Hey Love Doc,I have recently been through a break up of a quite serious relationship. This was about 2 months ago and it really has messed with my head, I keep thinking about how it could have been different etc, to the point where I am now having panic attacks/anxiety attacks. I suddenly get this overload of intense unidentifiable emotion, I feel like the blood drops out of my face, I feel like I don't even know who I am...
I have always been a very stable person and have never dealt with anything like this before and I have no idea what to do or who to talk to...
I have a friend who struggles in relationships and is either really up or really down about how things are going.

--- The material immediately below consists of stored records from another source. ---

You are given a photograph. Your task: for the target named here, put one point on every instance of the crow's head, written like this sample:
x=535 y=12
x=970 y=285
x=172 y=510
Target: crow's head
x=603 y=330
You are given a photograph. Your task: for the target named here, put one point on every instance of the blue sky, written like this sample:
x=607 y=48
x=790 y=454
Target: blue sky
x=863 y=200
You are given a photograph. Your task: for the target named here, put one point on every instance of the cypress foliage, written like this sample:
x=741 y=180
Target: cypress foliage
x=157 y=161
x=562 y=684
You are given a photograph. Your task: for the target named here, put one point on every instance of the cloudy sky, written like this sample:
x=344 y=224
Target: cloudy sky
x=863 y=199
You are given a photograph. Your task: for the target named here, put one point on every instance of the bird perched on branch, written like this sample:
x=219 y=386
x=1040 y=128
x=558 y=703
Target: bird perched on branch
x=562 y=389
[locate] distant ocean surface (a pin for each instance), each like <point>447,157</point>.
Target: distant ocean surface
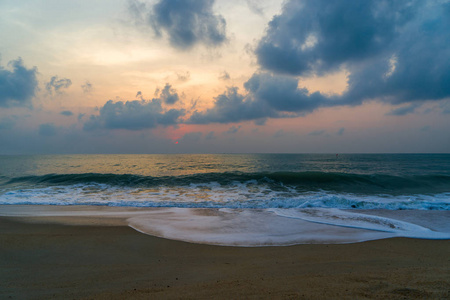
<point>312,187</point>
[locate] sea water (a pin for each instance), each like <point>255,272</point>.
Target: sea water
<point>244,199</point>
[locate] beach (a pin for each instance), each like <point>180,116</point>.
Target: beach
<point>41,258</point>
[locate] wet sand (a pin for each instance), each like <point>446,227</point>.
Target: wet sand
<point>54,261</point>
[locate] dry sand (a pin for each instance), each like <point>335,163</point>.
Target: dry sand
<point>46,261</point>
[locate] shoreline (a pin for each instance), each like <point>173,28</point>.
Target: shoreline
<point>54,261</point>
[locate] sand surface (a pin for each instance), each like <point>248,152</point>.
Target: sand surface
<point>54,261</point>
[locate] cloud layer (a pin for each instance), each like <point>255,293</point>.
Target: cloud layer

From conversations I've had with him I think he lacks a lot of self worth.
Can this be what causes his relationship issues or are these things generally independent issues.
Hey Love Doc,
How should a person respond to someone who is in denial? I have a very good friend whose wife is cheating on him, but he chooses not to see it. Should I make him face reality?
A while ago now a good friend of mine took to an online relationship to a guy from America with connections in Nigeria. I was very suspicious, after she sent him money, but she assured me that it was okay.
Turns out he was scamming her. But the love that she has for him is so intense that she has now overlooked what has happened and the relationship has continued.
I don't bring up concerns that I have anymore because she has had enough of it with everyone else around her and I don't want to be another one of those people. But is there anything else I could or should be doing as a friend?